Richard Jordan: Fail to think about the audience, and they will fail to think about you
by Richard Jordan – Jun 29, 2017
As a 15-year-old in 1990 watching a preview of The Comedy of Errors from the balcony at the Royal Shakespeare Theatre, I was given one of the most valuable lessons in overseeing the art of playing a house.
A few rows in front of me was the play’s director, Ian Judge, and his creative team. Throughout the performance, they were not only looking closely at the stage but also at what was going on behind and around them, observing the reaction of the audience to the production and, in particular, how the jokes were landing.
A few days later I attended a post-show discussion Judge was giving. He talked about the importance of the director and producer during previews to move around the house watching it from both the best and worst seats, and that an acute awareness of how the production was engaging with an audience from seats across the theatre was as vital as being focused upon what was playing on the stage in front of you. I have never forgotten this piece of advice and apply it throughout my own work as a producer.
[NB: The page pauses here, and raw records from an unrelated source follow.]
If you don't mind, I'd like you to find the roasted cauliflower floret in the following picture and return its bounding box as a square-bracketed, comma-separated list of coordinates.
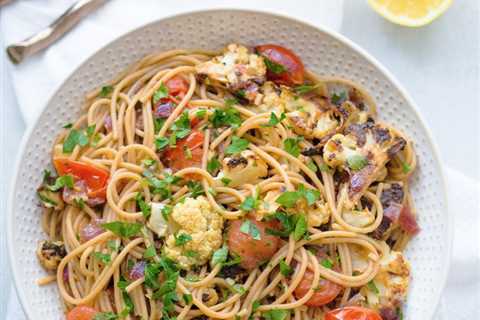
[164, 197, 223, 269]
[195, 44, 267, 100]
[360, 250, 410, 310]
[37, 240, 67, 270]
[218, 150, 268, 187]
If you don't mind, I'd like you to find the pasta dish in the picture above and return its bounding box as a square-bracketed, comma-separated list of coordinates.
[36, 44, 420, 320]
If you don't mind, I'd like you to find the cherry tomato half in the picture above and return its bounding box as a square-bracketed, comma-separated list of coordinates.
[67, 306, 98, 320]
[227, 218, 280, 270]
[255, 44, 305, 85]
[53, 158, 109, 198]
[163, 131, 204, 171]
[294, 270, 342, 307]
[325, 307, 382, 320]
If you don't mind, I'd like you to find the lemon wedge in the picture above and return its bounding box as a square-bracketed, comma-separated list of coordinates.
[368, 0, 452, 27]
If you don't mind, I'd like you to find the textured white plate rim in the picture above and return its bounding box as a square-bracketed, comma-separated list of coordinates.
[5, 8, 454, 319]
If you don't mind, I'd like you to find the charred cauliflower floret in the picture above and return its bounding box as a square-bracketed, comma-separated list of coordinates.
[360, 250, 410, 310]
[196, 44, 267, 101]
[218, 150, 268, 187]
[37, 240, 67, 270]
[164, 197, 223, 269]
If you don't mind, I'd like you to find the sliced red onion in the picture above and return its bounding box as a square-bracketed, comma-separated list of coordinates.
[128, 261, 147, 280]
[80, 222, 105, 242]
[153, 100, 175, 118]
[103, 114, 113, 132]
[63, 266, 69, 282]
[398, 206, 420, 235]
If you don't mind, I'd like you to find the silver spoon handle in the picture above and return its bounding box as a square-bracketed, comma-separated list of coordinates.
[7, 0, 108, 64]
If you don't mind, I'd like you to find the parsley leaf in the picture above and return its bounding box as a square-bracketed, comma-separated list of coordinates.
[347, 154, 368, 171]
[280, 260, 293, 277]
[225, 136, 250, 154]
[175, 233, 192, 246]
[240, 220, 262, 240]
[262, 309, 290, 320]
[210, 245, 228, 267]
[63, 129, 88, 153]
[143, 245, 157, 259]
[283, 137, 302, 157]
[293, 214, 308, 241]
[263, 56, 287, 74]
[101, 221, 142, 238]
[367, 280, 380, 294]
[47, 174, 74, 192]
[155, 137, 170, 151]
[207, 157, 221, 174]
[153, 83, 168, 103]
[135, 192, 152, 219]
[99, 86, 113, 98]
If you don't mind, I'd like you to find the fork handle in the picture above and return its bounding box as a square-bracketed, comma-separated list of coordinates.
[7, 0, 108, 64]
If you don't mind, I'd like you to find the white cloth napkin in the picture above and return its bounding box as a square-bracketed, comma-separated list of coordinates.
[0, 0, 480, 320]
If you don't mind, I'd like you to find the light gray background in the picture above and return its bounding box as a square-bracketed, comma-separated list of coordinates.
[0, 0, 480, 318]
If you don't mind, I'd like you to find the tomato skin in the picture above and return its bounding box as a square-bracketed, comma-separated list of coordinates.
[163, 130, 204, 171]
[227, 218, 280, 270]
[294, 270, 342, 307]
[255, 44, 305, 86]
[53, 158, 109, 198]
[165, 76, 188, 97]
[325, 307, 382, 320]
[67, 306, 98, 320]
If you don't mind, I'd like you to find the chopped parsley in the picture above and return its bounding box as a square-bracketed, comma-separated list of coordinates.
[63, 129, 88, 153]
[101, 221, 142, 238]
[279, 260, 293, 277]
[175, 233, 192, 247]
[135, 192, 152, 219]
[153, 83, 168, 103]
[240, 220, 262, 240]
[143, 245, 157, 259]
[225, 136, 250, 154]
[283, 137, 302, 157]
[99, 86, 113, 98]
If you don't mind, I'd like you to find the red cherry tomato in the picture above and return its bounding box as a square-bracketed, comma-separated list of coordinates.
[165, 76, 188, 97]
[53, 158, 109, 199]
[67, 306, 98, 320]
[163, 131, 204, 171]
[227, 218, 280, 270]
[255, 44, 305, 86]
[325, 307, 382, 320]
[294, 270, 342, 307]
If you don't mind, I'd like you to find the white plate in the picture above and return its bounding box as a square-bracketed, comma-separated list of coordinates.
[7, 10, 452, 320]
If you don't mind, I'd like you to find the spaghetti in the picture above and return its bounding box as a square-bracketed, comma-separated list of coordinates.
[37, 44, 419, 320]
Critics may not sit in the grand circle, but many people seeing their first-ever West End show do
Last weekend, I saw two classic American musical revivals in the West End: the first was 42nd Street, directed by Mark Bramble at the Theatre Royal Drury Lane; the second was Annie, directed by Nikolai Foster at the Piccadilly Theatre. I watched both these productions from the grand circles – and the experiences could not have been more different.
Despite sitting some distance from the stage at 42nd Street, I still felt fully invested in its story. It was clear the director had watched and noted the show from a variety of seats in this tier of the theatre. Foster is a director whose work I admire but over at Annie, I was left questioning how often he had watched a performance at the back of the grand circle, as I felt only on occasion did his capable cast ever look up to it.
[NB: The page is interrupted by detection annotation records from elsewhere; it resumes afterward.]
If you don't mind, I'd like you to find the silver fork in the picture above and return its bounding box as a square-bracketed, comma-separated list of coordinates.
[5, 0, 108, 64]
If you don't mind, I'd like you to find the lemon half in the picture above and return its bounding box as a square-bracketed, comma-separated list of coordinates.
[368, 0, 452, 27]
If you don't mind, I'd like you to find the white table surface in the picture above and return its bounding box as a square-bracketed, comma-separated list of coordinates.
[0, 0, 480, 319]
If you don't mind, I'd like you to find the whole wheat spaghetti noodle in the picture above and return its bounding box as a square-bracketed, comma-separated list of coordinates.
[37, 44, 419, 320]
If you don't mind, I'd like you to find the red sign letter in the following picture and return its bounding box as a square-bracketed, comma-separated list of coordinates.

Critics may not sit in the grand circle, but many people seeing their first-ever West End show do. Annie, with its volume of young audience members, is a case in point.
In the Piccadilly, unlike Theatre Royal Drury Lane, the auditorium is steeply tiered. Musical theatre also presents the additional challenge of a front-of-house monitor screen often being attached to the dress circle. The performers need to look at this to see the musical director or conductor, but it’s important they don’t just play to the seats near it, especially when the auditorium, as at the Piccadilly, lacks depth.
The hugely talented young cast of Annie might take a cue from an old pro when it comes to playing the house. I was lucky enough to see Bette Midler in Hello, Dolly! on Broadway in April, and the only seat I could get was on the side of the very back row of the Shubert Theatre‘s third-level balcony. Even so, I felt a directness as if she was playing the show just to me.
That’s also a testament to its director, Jerry Zaks, who had clearly watched the previews from seats all over the theatre. Theatre is a business in which you never stop learning, but also where some advice, such as Judge’s, never stops being true.